Paul Talens was a Champion in Life even before he became an Eastside alum. A leader by example on and off the field, he was always respectful to teammates, opponents, coaches and referees. Despite being a busy multi-sport athlete, Paul volunteered to help other EFC team trainings and was a referee during winter futsal leagues. Today, Paul runs for Gonzaga University, continuing to shine on the track and in the classroom as he pursues a challenging engineering degree. Read on to learn how Paul’s perspective has created the framework for his continued success.
EFC: Tell us about what you are currently doing?
PT: I am currently studying civil engineering and running cross country and track at Gonzaga University in Spokane.
EFC: When did you join Eastside and what team were you on?
PT: I joined Eastside FC in 2011 when I was 8 years old playing for Anderson “Xinho” Prestes on the Red team. I played in the midfield.
EFC: What were some team and personal accomplishments during your time at EFC?
PT: Playing for Xinho, we won the Labor Day Cup, Spring Starfire Classic and were state finalists, losing to my old Crossfire team. Over the years, we went on to win a few other tournaments around the area including the Far West Regional RCL crown in 2015. In 2016, coach Kovats took over and we won the Rainier Challenge and the Davis Legacy tournament. We also qualified for the National League Showcase held in North Carolina and Las Vegas.
I was team captain for seven of my eight years at EFC and a starter every year. I was chosen to play in the Netherlands with Adidas Generation International in 2016. Playing amongst some of the best soccer players in the nation and meeting Ajax legends was an awesome experience!
I only played High School soccer my sophomore year, but that was the best season in Mount Si HS history. We were nationally ranked and had a 17-2 record losing by one goal in the district and state championships.
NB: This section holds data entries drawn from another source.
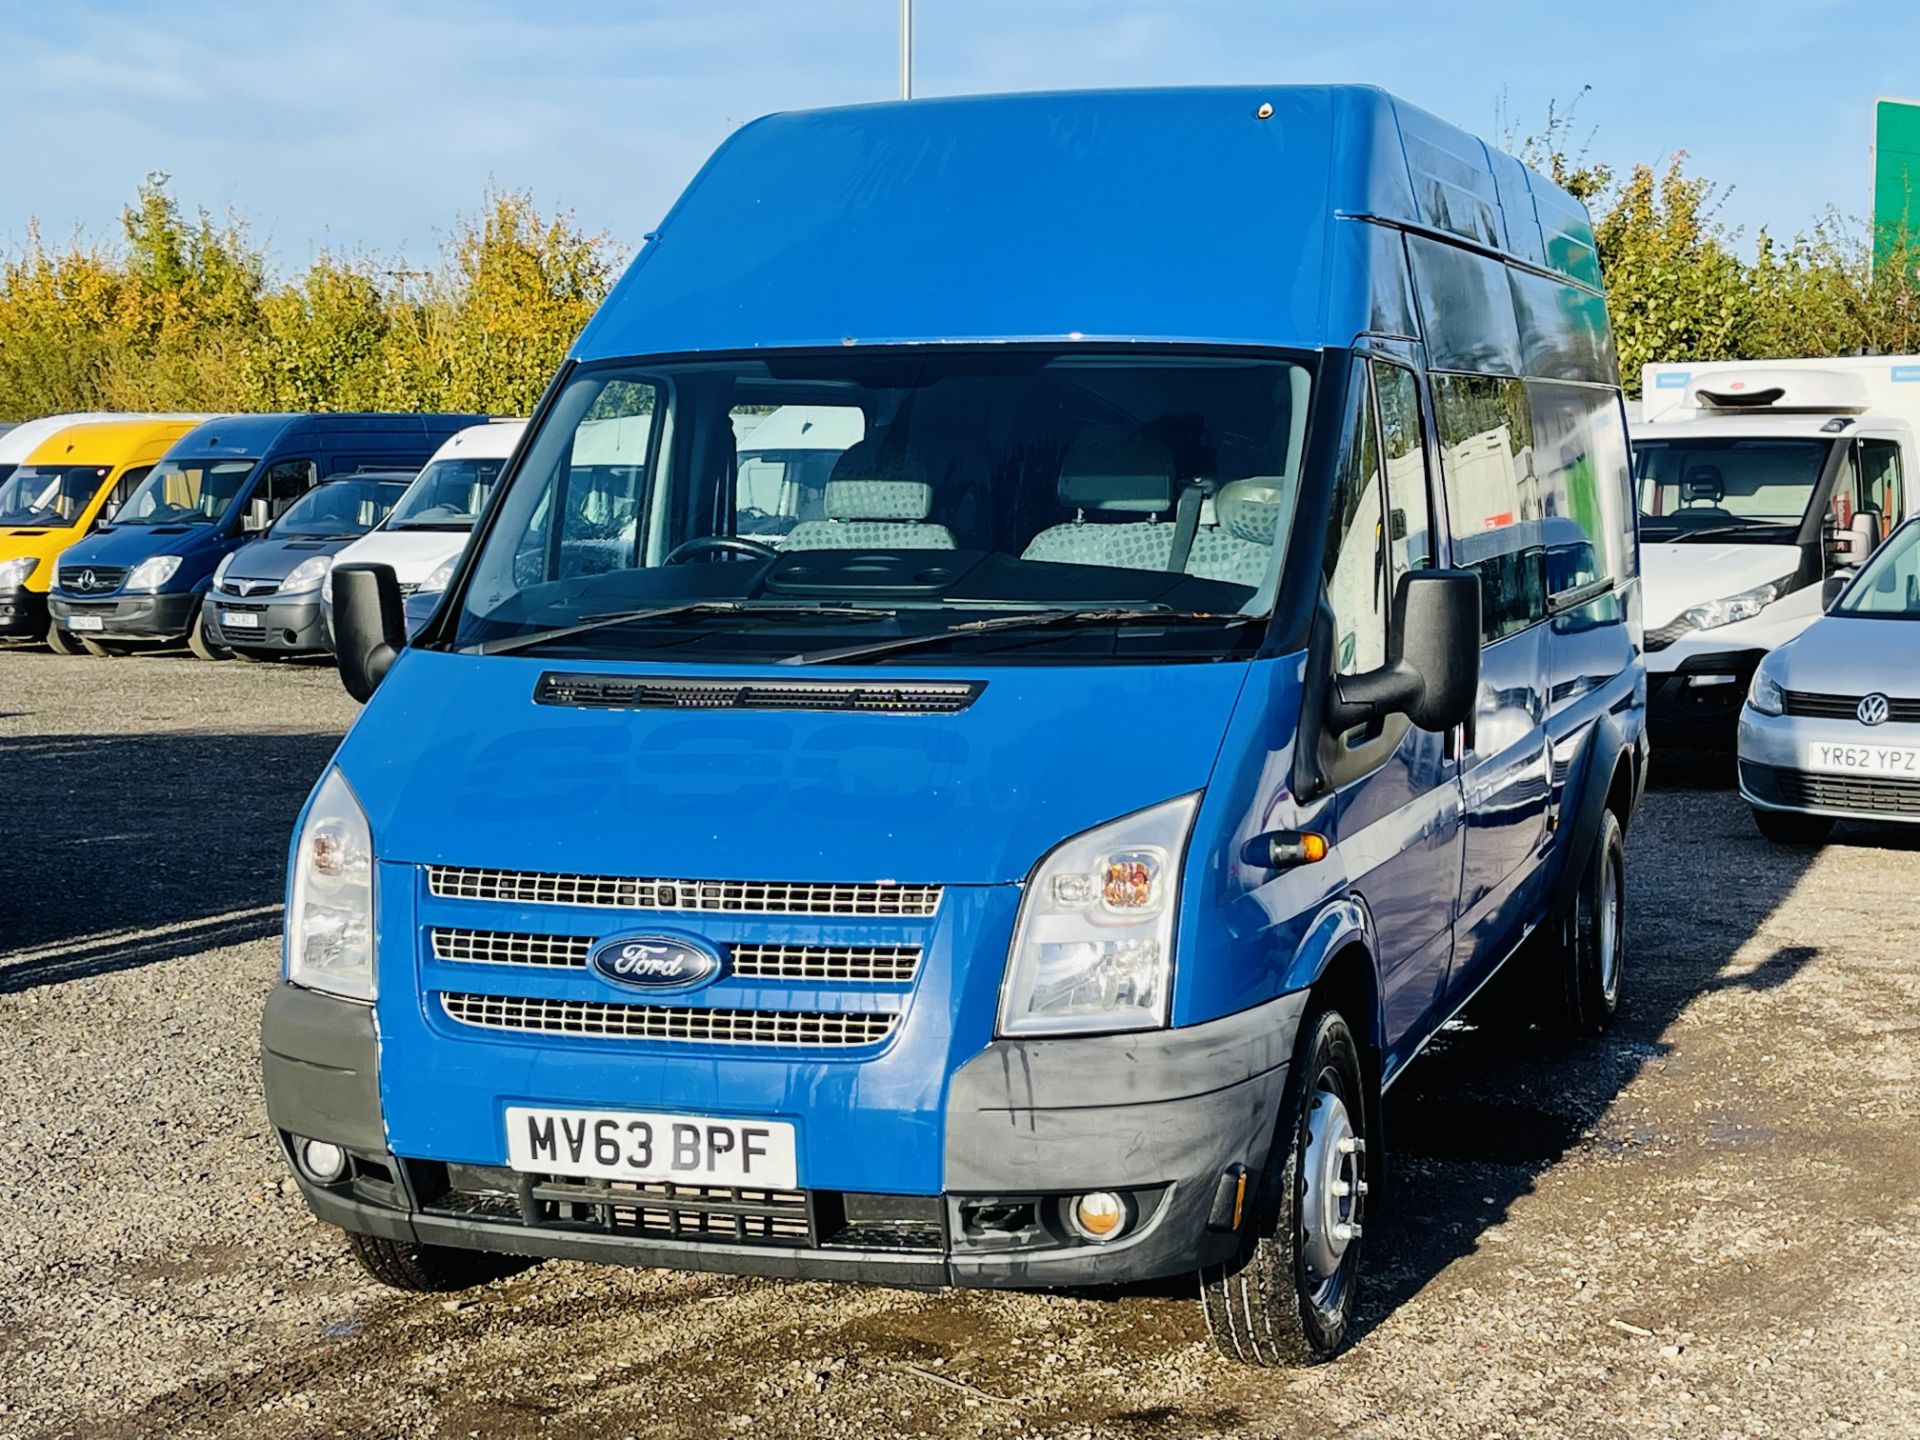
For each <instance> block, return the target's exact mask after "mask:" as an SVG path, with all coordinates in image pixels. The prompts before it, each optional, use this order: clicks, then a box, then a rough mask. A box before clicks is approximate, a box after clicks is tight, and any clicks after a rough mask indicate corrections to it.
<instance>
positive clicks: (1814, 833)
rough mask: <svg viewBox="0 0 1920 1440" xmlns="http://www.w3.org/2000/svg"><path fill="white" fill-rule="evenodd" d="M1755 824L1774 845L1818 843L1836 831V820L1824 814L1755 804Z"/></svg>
mask: <svg viewBox="0 0 1920 1440" xmlns="http://www.w3.org/2000/svg"><path fill="white" fill-rule="evenodd" d="M1753 824H1755V826H1759V828H1761V833H1763V835H1766V839H1770V841H1772V843H1774V845H1818V843H1820V841H1824V839H1826V837H1828V835H1832V833H1834V822H1832V820H1830V818H1828V816H1824V814H1793V812H1791V810H1761V808H1759V806H1755V810H1753Z"/></svg>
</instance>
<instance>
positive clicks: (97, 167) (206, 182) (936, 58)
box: [0, 0, 1920, 267]
mask: <svg viewBox="0 0 1920 1440" xmlns="http://www.w3.org/2000/svg"><path fill="white" fill-rule="evenodd" d="M897 25H899V0H804V2H801V0H791V2H787V4H781V2H778V0H680V2H666V0H626V2H624V4H622V2H620V0H612V2H609V0H601V4H593V6H568V4H564V0H545V4H540V2H536V0H516V2H509V0H459V2H451V0H386V2H384V4H382V2H380V0H324V2H323V4H313V2H311V0H301V2H298V4H296V2H294V0H227V2H225V4H211V2H209V0H60V2H58V4H50V2H46V0H0V36H6V44H0V73H4V83H6V98H4V100H0V159H4V163H0V246H6V248H13V246H17V244H19V240H21V238H23V234H25V225H27V219H29V217H33V215H36V217H38V219H40V225H42V232H44V234H48V236H50V238H61V236H65V234H67V232H69V230H71V228H75V227H81V228H83V230H86V232H90V234H96V236H111V234H113V230H115V219H117V213H119V207H121V205H123V204H125V202H127V200H129V198H131V196H132V192H134V186H136V184H138V182H140V177H142V175H146V173H148V171H152V169H161V171H167V173H169V175H171V177H173V180H171V188H173V192H175V194H177V196H179V198H180V200H182V202H184V204H188V205H205V207H209V209H215V211H219V209H225V207H227V205H232V207H234V209H238V211H240V213H242V215H246V217H248V219H250V221H252V223H253V227H255V234H257V236H259V238H263V240H267V242H269V244H271V248H273V253H275V259H276V263H278V265H280V267H298V265H303V263H305V261H307V257H311V255H313V253H315V252H317V250H321V248H332V250H346V252H372V253H378V255H390V257H405V259H411V261H413V263H419V261H426V259H430V257H432V253H434V248H436V246H438V244H440V240H442V238H444V232H445V227H447V223H449V219H451V217H453V215H457V213H472V211H474V209H476V207H478V202H480V194H482V190H484V186H486V184H488V180H490V179H493V180H497V182H499V184H503V186H509V188H530V190H532V192H534V196H536V200H538V202H540V204H541V205H543V207H553V205H564V207H570V209H574V211H576V213H578V217H580V221H582V225H586V227H588V228H603V230H607V232H611V234H614V236H616V238H620V240H622V242H624V244H626V246H628V248H632V246H636V244H637V240H639V236H641V232H643V230H647V228H651V227H653V223H655V221H657V219H659V217H660V215H662V213H664V209H666V205H668V204H670V202H672V198H674V194H676V192H678V190H680V186H682V184H685V180H687V179H689V177H691V175H693V171H695V169H697V167H699V163H701V161H703V159H705V156H707V154H708V152H710V150H712V148H714V146H716V144H718V142H720V140H722V138H726V134H728V132H730V131H732V129H733V127H735V125H739V123H743V121H747V119H753V117H755V115H760V113H766V111H770V109H793V108H803V106H831V104H852V102H862V100H883V98H891V96H893V92H895V86H897V35H899V31H897ZM916 40H918V44H916V88H918V90H920V92H922V94H954V92H970V90H1033V88H1054V86H1094V84H1190V83H1242V81H1254V83H1261V81H1271V83H1284V81H1373V83H1379V84H1384V86H1388V88H1390V90H1396V92H1400V94H1404V96H1407V98H1409V100H1413V102H1417V104H1421V106H1427V108H1428V109H1434V111H1438V113H1440V115H1444V117H1448V119H1452V121H1455V123H1459V125H1465V127H1467V129H1475V131H1478V132H1482V134H1488V136H1494V138H1498V129H1500V108H1501V106H1503V108H1505V113H1507V115H1511V119H1513V121H1515V123H1519V125H1521V127H1523V129H1526V127H1530V125H1532V123H1536V121H1538V119H1542V117H1544V115H1546V108H1548V102H1549V100H1555V98H1557V100H1563V102H1565V100H1569V98H1572V96H1574V94H1578V90H1580V88H1582V86H1588V84H1590V86H1594V88H1592V92H1590V94H1588V96H1586V98H1584V100H1582V102H1580V111H1578V117H1580V132H1582V134H1584V132H1586V131H1588V129H1594V127H1597V136H1596V140H1594V154H1596V156H1599V157H1605V159H1613V161H1619V163H1622V165H1624V163H1630V161H1636V159H1649V161H1653V159H1659V157H1663V156H1665V154H1668V152H1670V150H1676V148H1686V150H1688V152H1690V154H1692V157H1693V165H1695V169H1699V171H1703V173H1707V175H1711V177H1715V179H1716V180H1722V182H1726V184H1732V186H1734V194H1732V196H1730V200H1728V204H1726V207H1724V217H1726V219H1728V221H1732V223H1736V225H1740V227H1743V228H1745V230H1747V234H1749V236H1751V232H1753V230H1757V228H1759V227H1761V225H1768V227H1772V228H1774V230H1776V232H1793V230H1795V228H1803V227H1807V225H1809V223H1811V221H1812V219H1814V215H1818V213H1820V211H1824V209H1826V207H1828V205H1839V207H1841V209H1843V211H1847V213H1862V211H1864V209H1866V188H1868V140H1870V113H1872V100H1874V96H1876V94H1920V6H1914V4H1910V0H1667V2H1665V4H1644V2H1642V0H1615V2H1613V4H1601V6H1594V4H1557V6H1544V4H1524V2H1521V0H1371V2H1369V4H1354V2H1352V0H1346V2H1340V0H916Z"/></svg>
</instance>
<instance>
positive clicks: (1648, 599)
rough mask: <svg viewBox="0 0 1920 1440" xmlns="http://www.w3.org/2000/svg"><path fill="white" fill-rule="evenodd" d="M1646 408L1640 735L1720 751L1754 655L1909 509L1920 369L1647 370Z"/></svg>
mask: <svg viewBox="0 0 1920 1440" xmlns="http://www.w3.org/2000/svg"><path fill="white" fill-rule="evenodd" d="M1642 411H1644V413H1642V419H1640V420H1638V422H1636V424H1634V426H1632V438H1634V480H1636V492H1638V501H1640V540H1642V576H1644V580H1642V595H1644V601H1642V605H1644V609H1642V614H1644V620H1645V636H1647V687H1649V697H1647V705H1649V726H1651V730H1653V737H1655V741H1663V743H1668V745H1707V747H1715V749H1720V747H1728V745H1732V739H1734V726H1736V720H1738V716H1740V705H1741V701H1743V699H1745V693H1747V685H1749V682H1751V680H1753V670H1755V666H1759V662H1761V657H1764V655H1766V653H1768V651H1770V649H1774V647H1776V645H1784V643H1786V641H1789V639H1793V636H1797V634H1799V632H1801V630H1805V628H1807V626H1809V624H1812V622H1814V620H1816V618H1818V616H1820V605H1822V601H1820V591H1822V584H1824V580H1826V578H1828V576H1832V574H1839V572H1849V570H1855V568H1859V564H1860V563H1862V561H1864V559H1866V557H1868V555H1870V553H1872V551H1874V549H1876V547H1878V545H1880V540H1882V536H1885V534H1887V532H1891V530H1893V526H1895V524H1899V522H1901V518H1903V516H1905V515H1907V513H1908V511H1907V476H1908V474H1912V472H1916V467H1920V451H1916V444H1914V436H1916V428H1920V357H1884V355H1876V357H1839V359H1799V361H1726V363H1715V365H1647V367H1645V371H1644V376H1642Z"/></svg>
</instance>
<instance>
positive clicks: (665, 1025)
mask: <svg viewBox="0 0 1920 1440" xmlns="http://www.w3.org/2000/svg"><path fill="white" fill-rule="evenodd" d="M440 1006H442V1010H445V1014H447V1018H451V1020H457V1021H459V1023H463V1025H480V1027H486V1029H511V1031H524V1033H534V1035H584V1037H589V1039H612V1041H678V1043H689V1044H804V1046H856V1044H879V1043H881V1041H885V1039H887V1037H889V1035H893V1029H895V1025H897V1023H899V1020H900V1018H899V1016H893V1014H874V1012H843V1014H824V1012H816V1010H691V1008H685V1006H657V1004H609V1002H603V1000H545V998H534V996H524V995H461V993H451V991H449V993H445V995H442V996H440Z"/></svg>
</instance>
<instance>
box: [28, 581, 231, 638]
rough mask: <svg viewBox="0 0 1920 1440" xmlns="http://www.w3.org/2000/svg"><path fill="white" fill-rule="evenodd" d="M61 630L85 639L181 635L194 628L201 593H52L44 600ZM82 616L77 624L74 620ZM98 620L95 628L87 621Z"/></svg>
mask: <svg viewBox="0 0 1920 1440" xmlns="http://www.w3.org/2000/svg"><path fill="white" fill-rule="evenodd" d="M46 605H48V609H50V611H52V614H54V620H58V622H60V628H61V630H71V632H73V634H77V636H84V637H88V639H144V641H154V639H184V637H186V632H190V630H192V628H194V612H196V611H198V609H200V595H196V593H192V591H188V593H184V595H179V593H173V595H169V593H159V595H113V597H109V599H81V597H77V595H61V593H60V591H56V593H52V595H50V597H48V601H46ZM77 618H79V620H81V624H79V626H77V624H75V620H77ZM88 620H100V626H98V628H92V626H90V624H86V622H88Z"/></svg>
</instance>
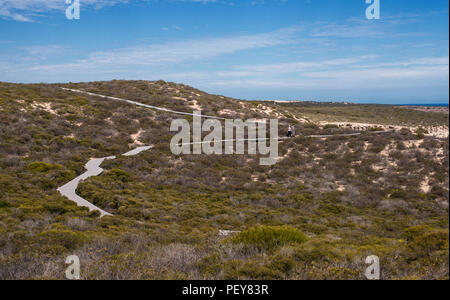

I made the All-KingCo 2nd team along with my fellow EFC teammate and Mount Si goalkeeper Colby Ramsey.
Outside of soccer, I qualified for the state cross country championships all four years, placing 17th, and leading the team to a 6th place finish my junior year.
EFC: Share a favorite memory from your time at EFC.
PT: Some of my favorite memories were the team dinners where we would all meet up at someone’s house and enjoy quality time together. We always had good laughs and conversations and often played pick up in the backyard. Another funny and humbling memory was way back in my first couple of years at EFC we had the opportunity to play in the Albion Cup in California. The teams there were extremely competitive, and it was nice to get a taste of that real and passionate way of playing soccer that stuck with me throughout my club soccer career.
EFC: How did EFC prepare you for college and life beyond?
PT: EFC has significantly impacted my life in athletics and academics. Learning how to cooperate with a team in win-lose situations is something that has benefited my daily social skills in many ways. The commitment of playing for EFC growing up taught me necessary time management skills. Now in college I have a busy schedule and must be efficient with my time to plan and organize school, athletics, work, etc. Eastside was also a big part of building up my work ethic and competitiveness. These attributes are still applicable today with my involvement in NCAA athletics at Gonzaga.
EFC: What advice would you give to our current Eastside players?
PT: Whether you are on an ECNL, red, or blue team, take advantage of the experiences you have with your teammates. Those people you practice with 3+ days a week, share wins and losses with, and annoy in the hotel room of your travel trips could be your lifelong friends and part of your success! Playing soccer should be fun, competitive, and enjoyable; make the most of it.
EFC: Did you learn anything impactful about balance and rest over the course of your athletic career?
PT: I’ve definitely learned a lot about balance and rest during my soccer career and my current running career. During middle school and high school I participated in both school sports as well as club at EFC. Playing competitively at both these levels took a huge toll on my body and caused frequent moments of fatigue where I couldn’t perform at my highest level. Unfortunately, this continued into college as well during my freshman year where the increased mileage and increased stress in school caused injury throughout most of the indoor and outdoor track seasons. After lots of time to reflect, my coach taught me a super important mantra to keep in mind: “train to recover, instead of recovering to train.” Although this differs a bit to training for soccer, when trying to maximize your fitness and endurance it is still important to keep this idea in mind.
It’s incredible to hear how Paul has consistently incorporated lessons from both his success and setbacks. As Coach Xinho said “Paul was an awesome player and tip top person. He was super focused on getting better and a true leader on the team when I coached him.” It’s clear to see that we can all learn from Paul’s commitment to personal improvement!